The research, which was conducted by researchers in the United States and United Kingdom in collaboration with the WHO Department of Mental Health, published in The Lancet.
Margaret Swarbrick, Director of Practice Innovation & Wellness at Rutgers University Behavioral Health Care who had collaboration with the Scientific co-director of the Global Mental Health Program on the United States portion of the study, Kathleen M Pike, stated that including the personal experiences of people with disorders in diagnostic manuals will enhance their access to treatment & reduce stigma.
The researchers contacted people with 5 common disorders, bipolar disorder type 1, generalized anxiety disorder, schizophrenia, depressive episode, and personality disorder and about how their condition should be described in the forthcoming 11th revision of the International Classification of Diseases & Related Health Problems (ICD-11). ICD is the most commonly used classification system for mental disorders. This is the first-ever time people with diagnosed mental health disorders who aren’t health practitioners have been given the invitation to give their input on any published mental health diagnostic guidelines.
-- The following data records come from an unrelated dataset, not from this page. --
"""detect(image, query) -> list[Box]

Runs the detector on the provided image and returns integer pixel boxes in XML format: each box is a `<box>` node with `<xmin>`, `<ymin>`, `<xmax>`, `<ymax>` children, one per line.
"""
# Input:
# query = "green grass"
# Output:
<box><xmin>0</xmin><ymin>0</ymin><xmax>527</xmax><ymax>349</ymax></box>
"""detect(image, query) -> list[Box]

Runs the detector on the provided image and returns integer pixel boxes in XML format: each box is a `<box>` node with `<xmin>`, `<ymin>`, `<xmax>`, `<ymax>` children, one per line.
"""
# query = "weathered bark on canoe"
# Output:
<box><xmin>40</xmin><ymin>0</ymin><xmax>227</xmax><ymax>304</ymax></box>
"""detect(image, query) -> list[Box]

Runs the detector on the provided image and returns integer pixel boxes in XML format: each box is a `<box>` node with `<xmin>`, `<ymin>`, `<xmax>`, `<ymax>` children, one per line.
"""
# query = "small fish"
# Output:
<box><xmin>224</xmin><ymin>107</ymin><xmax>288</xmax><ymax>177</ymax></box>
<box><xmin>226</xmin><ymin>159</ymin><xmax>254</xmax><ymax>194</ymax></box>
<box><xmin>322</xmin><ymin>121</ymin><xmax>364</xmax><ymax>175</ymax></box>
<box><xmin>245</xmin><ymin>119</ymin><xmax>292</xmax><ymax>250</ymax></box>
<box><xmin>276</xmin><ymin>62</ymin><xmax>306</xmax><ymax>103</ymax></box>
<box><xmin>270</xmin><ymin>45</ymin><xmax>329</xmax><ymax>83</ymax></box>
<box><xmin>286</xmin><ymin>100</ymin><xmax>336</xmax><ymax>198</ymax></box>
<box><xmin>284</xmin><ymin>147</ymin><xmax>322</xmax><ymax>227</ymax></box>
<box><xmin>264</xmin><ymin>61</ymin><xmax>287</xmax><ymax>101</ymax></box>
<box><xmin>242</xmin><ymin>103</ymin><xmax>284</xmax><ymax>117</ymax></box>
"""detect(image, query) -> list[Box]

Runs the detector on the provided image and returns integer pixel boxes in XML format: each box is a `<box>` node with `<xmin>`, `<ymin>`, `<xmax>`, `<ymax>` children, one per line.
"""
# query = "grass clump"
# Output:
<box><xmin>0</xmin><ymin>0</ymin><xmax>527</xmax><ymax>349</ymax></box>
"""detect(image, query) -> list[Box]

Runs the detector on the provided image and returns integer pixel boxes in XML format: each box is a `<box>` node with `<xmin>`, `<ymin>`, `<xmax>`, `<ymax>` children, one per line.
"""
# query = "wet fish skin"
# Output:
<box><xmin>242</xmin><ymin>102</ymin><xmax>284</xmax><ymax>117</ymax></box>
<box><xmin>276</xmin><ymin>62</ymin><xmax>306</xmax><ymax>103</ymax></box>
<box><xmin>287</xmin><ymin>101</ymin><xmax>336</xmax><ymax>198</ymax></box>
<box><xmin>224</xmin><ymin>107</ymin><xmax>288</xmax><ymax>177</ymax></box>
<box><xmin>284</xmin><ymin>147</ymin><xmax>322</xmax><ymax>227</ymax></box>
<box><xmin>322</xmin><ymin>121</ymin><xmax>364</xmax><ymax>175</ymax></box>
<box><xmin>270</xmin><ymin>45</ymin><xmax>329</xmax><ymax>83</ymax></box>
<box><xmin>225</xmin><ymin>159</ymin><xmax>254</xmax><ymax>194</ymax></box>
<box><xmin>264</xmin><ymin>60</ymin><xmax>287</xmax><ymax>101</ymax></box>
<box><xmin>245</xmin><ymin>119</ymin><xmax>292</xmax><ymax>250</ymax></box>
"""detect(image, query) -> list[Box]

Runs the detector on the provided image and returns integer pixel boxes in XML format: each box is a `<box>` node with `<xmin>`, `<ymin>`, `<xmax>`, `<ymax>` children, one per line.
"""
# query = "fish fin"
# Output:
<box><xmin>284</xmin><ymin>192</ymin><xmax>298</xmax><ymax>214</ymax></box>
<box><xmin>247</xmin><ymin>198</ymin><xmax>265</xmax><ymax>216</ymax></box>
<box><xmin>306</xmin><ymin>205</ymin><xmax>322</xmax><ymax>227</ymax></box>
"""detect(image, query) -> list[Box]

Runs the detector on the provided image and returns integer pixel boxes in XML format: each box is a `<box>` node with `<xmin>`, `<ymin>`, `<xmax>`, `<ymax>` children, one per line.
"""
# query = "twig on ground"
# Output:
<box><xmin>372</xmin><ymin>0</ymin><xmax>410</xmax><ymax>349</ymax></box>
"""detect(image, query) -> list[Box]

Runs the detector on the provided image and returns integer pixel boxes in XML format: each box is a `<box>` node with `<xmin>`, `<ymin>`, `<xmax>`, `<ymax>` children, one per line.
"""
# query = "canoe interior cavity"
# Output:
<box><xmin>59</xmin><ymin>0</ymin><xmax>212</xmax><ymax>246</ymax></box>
157 people were surveyed by the project who were diagnosed with these conditions in the UK, India and the United States. An initial draft of the ICD-11 was reviewed by the participants about the chapter on mental, behavioral & neuro developmental disorders and suggested changes to more accurately reflect their experiences or /and remove the objectionable language.
Many participants stated that the draft lacked the emotional & psychological experiences they regularly have. People with schizophrenia cited to fear, anger, memory difficulties, remoteness & difficulty communicating internal experiences. People with bipolar disorder further added anger, anxiety, nausea & increased creativity. People with general anxiety disorder added anger and nausea. People with depression added anxiety and pain. People with personality disorder added vulnerability to exploitation & distress.